The general idea of splice healing is that, during a LiteralLike walk, we encounter (via some kind of interpolation) a node that represents n of something. So, the grammar says Star(VariableReference), but you have a single thing (probably a name of some kind) representing n variable references. You need to evaluate that single thing (which might be inside, say, some new bindings, or some phase shifts), but then rebuild the EnvMBE representing those multiple things as a "real" repetition.

First step is to come up with a plan.
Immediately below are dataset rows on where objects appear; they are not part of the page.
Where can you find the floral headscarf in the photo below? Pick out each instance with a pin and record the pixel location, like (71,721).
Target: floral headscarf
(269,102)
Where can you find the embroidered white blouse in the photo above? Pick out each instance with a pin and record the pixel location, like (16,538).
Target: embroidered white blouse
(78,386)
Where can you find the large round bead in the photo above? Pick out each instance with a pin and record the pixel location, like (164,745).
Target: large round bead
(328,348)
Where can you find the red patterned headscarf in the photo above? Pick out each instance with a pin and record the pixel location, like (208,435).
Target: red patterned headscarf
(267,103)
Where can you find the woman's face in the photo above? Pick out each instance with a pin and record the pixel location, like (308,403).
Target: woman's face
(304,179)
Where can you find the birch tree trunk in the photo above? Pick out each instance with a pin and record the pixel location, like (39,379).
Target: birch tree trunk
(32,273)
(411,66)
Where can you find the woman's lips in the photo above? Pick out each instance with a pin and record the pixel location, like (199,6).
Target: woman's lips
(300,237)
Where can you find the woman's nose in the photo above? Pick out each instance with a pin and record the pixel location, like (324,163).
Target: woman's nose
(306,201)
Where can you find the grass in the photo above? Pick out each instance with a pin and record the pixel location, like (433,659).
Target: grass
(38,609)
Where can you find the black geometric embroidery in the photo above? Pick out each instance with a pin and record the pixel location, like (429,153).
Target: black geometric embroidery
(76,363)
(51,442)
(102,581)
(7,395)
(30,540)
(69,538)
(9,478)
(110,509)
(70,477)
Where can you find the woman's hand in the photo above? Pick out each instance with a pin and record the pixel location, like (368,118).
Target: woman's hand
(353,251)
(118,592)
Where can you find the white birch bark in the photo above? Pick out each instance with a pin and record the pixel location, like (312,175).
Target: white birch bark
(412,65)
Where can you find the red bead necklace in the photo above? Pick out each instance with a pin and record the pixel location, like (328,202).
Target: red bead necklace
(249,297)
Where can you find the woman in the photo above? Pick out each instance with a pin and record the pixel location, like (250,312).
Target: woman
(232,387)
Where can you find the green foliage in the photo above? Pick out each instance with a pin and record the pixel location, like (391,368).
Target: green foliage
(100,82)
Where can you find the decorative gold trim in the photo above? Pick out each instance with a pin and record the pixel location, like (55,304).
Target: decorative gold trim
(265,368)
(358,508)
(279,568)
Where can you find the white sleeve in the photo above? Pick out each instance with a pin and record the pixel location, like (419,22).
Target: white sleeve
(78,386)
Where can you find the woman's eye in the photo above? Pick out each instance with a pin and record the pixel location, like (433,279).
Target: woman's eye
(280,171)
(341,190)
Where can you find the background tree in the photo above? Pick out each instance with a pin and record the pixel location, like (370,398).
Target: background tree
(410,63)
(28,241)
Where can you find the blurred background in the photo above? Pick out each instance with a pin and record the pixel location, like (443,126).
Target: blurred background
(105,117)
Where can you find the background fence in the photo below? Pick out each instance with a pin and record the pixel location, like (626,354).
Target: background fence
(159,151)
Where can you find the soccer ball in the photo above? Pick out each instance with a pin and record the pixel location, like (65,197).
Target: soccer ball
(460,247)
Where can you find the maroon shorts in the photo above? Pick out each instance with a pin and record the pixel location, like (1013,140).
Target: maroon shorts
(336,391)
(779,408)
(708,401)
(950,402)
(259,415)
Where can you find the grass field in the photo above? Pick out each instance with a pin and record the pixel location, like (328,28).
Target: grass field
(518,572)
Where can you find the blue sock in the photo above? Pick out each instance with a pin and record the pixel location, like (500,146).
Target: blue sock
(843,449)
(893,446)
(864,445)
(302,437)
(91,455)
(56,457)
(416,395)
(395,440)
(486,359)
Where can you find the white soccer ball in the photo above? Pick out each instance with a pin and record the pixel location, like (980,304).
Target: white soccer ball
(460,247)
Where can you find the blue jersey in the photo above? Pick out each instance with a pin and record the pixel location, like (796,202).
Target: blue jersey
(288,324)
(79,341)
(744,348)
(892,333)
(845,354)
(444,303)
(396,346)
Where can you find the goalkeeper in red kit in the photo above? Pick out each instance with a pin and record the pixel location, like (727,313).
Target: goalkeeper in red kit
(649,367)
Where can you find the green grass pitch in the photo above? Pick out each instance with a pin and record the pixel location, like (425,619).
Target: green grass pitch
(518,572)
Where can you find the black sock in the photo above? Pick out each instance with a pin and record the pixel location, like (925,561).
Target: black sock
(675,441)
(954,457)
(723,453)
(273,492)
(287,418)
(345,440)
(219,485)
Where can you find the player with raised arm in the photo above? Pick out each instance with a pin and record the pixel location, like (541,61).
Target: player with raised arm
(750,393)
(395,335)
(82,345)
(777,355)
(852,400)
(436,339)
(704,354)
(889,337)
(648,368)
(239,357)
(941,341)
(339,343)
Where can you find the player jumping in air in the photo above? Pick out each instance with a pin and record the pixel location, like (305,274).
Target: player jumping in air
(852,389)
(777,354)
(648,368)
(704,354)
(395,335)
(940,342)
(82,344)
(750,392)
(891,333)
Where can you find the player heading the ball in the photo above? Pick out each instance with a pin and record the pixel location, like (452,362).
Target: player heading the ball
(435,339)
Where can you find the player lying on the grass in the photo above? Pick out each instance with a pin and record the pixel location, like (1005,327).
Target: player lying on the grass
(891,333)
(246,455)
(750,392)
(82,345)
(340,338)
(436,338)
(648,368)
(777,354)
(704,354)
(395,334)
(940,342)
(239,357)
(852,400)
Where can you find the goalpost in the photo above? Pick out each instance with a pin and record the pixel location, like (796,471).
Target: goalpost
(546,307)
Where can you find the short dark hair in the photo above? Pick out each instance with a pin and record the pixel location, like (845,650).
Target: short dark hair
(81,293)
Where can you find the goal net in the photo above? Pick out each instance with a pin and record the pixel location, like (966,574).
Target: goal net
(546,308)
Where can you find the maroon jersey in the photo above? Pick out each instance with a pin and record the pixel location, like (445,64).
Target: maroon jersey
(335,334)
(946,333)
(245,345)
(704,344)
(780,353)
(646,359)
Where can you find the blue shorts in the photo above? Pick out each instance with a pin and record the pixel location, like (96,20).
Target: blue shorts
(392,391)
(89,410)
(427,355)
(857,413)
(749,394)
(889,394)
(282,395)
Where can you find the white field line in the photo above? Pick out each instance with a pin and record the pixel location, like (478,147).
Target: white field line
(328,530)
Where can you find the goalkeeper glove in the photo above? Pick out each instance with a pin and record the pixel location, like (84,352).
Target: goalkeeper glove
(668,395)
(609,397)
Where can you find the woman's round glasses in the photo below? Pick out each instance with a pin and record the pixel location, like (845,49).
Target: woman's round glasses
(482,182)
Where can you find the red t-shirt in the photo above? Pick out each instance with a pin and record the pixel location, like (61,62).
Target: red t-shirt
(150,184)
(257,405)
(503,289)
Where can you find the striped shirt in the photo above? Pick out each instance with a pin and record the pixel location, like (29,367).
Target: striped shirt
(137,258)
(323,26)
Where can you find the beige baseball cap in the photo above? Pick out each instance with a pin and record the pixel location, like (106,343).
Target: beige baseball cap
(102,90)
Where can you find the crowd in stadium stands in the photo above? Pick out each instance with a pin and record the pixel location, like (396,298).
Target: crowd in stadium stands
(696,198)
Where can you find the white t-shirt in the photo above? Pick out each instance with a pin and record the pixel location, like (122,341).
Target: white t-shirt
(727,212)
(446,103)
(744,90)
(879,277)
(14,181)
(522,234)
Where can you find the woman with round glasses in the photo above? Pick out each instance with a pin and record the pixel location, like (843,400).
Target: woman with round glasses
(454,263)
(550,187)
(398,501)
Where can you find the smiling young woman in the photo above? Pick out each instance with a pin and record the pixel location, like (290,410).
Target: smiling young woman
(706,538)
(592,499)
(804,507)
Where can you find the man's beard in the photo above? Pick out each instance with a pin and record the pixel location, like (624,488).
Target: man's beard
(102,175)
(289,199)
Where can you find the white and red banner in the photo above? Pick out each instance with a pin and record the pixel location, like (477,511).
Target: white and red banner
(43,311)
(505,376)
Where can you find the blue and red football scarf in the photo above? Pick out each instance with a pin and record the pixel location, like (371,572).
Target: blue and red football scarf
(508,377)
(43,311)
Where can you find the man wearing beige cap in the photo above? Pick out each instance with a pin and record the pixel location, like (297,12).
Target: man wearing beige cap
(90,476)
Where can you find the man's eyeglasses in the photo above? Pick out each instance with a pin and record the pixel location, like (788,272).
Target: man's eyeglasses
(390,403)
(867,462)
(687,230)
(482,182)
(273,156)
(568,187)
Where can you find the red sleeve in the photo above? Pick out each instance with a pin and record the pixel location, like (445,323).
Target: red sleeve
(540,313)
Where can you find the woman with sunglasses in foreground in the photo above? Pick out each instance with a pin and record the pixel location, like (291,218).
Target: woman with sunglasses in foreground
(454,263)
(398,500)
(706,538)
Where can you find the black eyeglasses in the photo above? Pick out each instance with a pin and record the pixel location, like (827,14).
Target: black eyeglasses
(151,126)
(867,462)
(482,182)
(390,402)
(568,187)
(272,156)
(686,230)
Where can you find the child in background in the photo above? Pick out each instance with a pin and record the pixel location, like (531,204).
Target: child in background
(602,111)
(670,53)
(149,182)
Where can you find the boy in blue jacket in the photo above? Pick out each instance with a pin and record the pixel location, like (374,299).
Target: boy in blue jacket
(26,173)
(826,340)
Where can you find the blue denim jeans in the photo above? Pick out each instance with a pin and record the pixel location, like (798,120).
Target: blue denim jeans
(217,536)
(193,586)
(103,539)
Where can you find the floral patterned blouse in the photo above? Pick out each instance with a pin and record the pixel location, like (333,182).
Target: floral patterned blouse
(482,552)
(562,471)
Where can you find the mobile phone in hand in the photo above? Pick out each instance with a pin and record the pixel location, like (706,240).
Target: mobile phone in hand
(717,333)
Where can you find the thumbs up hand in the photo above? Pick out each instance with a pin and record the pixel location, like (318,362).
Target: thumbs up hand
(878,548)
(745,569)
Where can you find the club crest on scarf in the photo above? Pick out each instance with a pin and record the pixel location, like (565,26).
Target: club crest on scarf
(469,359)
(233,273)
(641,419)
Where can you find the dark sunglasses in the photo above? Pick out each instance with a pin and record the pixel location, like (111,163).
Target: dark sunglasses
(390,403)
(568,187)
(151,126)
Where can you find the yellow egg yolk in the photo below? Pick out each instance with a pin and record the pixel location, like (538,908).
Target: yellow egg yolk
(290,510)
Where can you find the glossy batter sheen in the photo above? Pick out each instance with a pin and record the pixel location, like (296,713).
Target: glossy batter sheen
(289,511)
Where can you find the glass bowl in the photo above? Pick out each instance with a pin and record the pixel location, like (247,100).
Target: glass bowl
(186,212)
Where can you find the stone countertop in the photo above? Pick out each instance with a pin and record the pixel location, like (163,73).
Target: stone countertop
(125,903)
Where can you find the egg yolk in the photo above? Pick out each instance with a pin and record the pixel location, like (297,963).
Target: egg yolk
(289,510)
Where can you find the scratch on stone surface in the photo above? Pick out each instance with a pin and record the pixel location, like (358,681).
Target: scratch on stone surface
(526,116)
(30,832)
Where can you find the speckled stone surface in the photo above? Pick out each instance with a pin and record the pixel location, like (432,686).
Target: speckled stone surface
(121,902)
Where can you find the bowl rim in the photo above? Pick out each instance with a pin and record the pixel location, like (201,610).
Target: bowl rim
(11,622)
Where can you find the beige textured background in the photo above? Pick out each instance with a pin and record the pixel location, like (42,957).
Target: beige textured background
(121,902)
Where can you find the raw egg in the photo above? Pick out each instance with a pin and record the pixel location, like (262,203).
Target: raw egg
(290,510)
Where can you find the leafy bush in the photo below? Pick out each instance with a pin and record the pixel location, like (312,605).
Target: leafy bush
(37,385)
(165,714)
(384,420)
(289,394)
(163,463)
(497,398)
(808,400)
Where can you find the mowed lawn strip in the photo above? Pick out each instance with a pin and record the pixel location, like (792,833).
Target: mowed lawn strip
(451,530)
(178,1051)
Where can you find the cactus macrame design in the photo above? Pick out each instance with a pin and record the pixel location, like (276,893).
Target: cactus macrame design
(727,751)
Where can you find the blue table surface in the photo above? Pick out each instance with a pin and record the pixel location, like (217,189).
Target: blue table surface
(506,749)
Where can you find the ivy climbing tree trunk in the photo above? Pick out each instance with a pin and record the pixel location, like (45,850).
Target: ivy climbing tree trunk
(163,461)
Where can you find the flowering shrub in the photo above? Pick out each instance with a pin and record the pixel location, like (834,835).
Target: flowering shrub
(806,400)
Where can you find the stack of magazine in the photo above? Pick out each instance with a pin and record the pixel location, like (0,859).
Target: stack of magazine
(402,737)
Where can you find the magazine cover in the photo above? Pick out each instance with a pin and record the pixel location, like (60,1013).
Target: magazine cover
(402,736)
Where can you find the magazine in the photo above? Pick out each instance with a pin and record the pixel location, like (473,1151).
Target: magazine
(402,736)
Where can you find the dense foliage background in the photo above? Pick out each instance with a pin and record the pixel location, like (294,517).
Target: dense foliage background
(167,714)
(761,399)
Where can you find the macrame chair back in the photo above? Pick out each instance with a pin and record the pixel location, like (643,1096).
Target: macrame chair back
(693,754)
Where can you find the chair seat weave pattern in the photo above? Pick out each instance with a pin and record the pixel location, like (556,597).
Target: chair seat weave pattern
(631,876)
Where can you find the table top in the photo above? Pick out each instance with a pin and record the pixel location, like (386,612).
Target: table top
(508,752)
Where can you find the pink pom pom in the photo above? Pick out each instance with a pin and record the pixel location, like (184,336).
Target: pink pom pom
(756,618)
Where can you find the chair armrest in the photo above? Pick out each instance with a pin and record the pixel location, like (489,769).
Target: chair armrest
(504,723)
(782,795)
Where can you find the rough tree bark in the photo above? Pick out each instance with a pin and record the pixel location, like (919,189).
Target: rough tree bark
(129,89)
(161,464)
Second step is to check that the plan is different from what we're currently doing.

If we're lucky, resolving issue #38 might open up a new and better way of doing things.

paulstansifer commented 3 years ago

Maybe part of the problem is with the language; we're writing ...[,value, >> ,[value], ]... instead of ,,,[value],,,. After all, Scheme has unquote-splicing (good ol' ,@).

This means that we can't express ...[,value, >> ,[value], + 1]... directly, but I don't think that's much of a loss in practice. Also, ...[,value, >> ,[value],]... is super-unwieldy.

paulstansifer commented 3 years ago

Actually, no, I don't think we can merge splicing and unquote. The motivating example for #38, '[Expr | .[ ...[,a, >> ,[a], : Int ]... . <something> ].]', is a case where (a) splicing without immediately unquoting is useful (probably will be very common, even), and (b) we can't solve the problem by calculating [???| ,[a], : Int] separately, because there's no nonterminal for name-followed-by-colon-followed-by-type.

paulstansifer commented 3 years ago

Maybe we could, at the dotdotdot, squirrel away an index 0 somehow, start evaluating, and, when we come to the driven interpolation, pick the indexed result from its output. The same place that holds the index could also memoize the interpolation itself so it doesn’t get reevaluated (the wrapper would, but usually that wouldn’t be a problem, I think).

Or, we could, at the dotdotdot, immediately evaluate the drivers (well, I guess they’re values already, since they have to be variable references), and then perhaps just do a syntax transformation where we copy the wrapper n times with a different index into the driven name where it’s referred to.

paulstansifer commented 3 years ago

I'd forgotten: splice healing isn't even used by ...[ ]... (it does roughly the second suggestion in the previous comment). The only place it's needed is for subtyping :::[ ]:::. But maybe we could do the same sort of thing, and eliminate splice healing altogether? It's been a while since I remembered how subtyping works.